God alone is sufficient for Himself—is αὐταρκής, and hence not self-seeking, for that comes from not being satisfied, not sufficient for self. Out of Him the αὐταρκεία is pride, satisfaction with misery and itself a sin-dependence is the right, holy, loving, excellent place. To be independent, if we are not God, is folly, stupidity, and a lie, living in a lie. If we are God, we must be the only one, or we are it not at all. Yet in Christianity we are made partakers of the divine nature, in order to our having the fullest capacity of enjoyment; but we for that very reason have, He being perfectly revealed, such a knowledge of Him as makes us undividedly delight in His infinite excellence, and makes our dependence to be our deriving in love from infinite excellence, and in our normal state unmingled delight in it. The connection of the derivative and perfect objective character of divine life and love is what is so brought out in John, particularly in his epistle; it makes its essential depth and beauty, and when not seized, because not possessed, its difficulty and apparently mystic character. It is this which makes the Trinity have so pure and perfect a place to the soul; I do not use this as a proof, save as the real present enjoyment of anything proves to the heart it is true. In the Father I have absolute Godhead in its own intrinsic permanent perfection.
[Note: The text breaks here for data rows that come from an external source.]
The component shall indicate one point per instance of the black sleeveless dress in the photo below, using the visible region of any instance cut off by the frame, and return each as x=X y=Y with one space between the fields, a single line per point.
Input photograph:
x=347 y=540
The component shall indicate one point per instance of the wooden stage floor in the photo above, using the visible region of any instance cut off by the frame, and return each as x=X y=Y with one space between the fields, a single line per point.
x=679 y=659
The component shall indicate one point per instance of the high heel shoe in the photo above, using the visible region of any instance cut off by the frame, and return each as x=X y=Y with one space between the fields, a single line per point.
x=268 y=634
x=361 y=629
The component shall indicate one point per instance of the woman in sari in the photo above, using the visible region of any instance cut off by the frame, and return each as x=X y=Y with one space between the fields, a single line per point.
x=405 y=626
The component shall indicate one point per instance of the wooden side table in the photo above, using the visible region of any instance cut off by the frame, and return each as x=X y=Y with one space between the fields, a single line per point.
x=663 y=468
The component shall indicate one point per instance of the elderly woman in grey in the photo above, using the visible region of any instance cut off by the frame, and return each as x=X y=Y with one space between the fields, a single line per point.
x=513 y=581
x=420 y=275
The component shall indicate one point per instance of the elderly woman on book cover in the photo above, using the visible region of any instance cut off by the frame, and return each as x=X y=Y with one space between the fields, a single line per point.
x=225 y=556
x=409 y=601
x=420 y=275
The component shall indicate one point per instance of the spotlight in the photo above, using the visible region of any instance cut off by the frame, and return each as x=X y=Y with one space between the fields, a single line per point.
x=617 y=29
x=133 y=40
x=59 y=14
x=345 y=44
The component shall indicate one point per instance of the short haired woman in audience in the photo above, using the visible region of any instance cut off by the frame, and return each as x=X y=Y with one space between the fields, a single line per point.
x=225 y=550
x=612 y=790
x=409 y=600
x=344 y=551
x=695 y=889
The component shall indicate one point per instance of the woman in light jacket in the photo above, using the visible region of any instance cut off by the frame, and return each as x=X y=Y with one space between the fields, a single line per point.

In the Son I find what is divine (if not in the same perfection, I have not God revealed) brought out in man, fully wrought into all that is sinlessly human; so that it is not only suited to man, but to be apprehended (if morally capable of it) by man. All the fullness of the Godhead dwells in Him bodily, at the same time in the personal relationship of Son. And the Holy Ghost, besides my having a life from God, and so being partaker of the divine nature, is the power in me (morally as well as in power of apprehension), by which I apprehend and enter into communion with God, with the Father and the Son; while this presence of the Holy Ghost secures in my feebleness the truth and purity of this communion, because any inconsistency grieves Him, and He works in the conscience by the revelation of God, though not then in communion.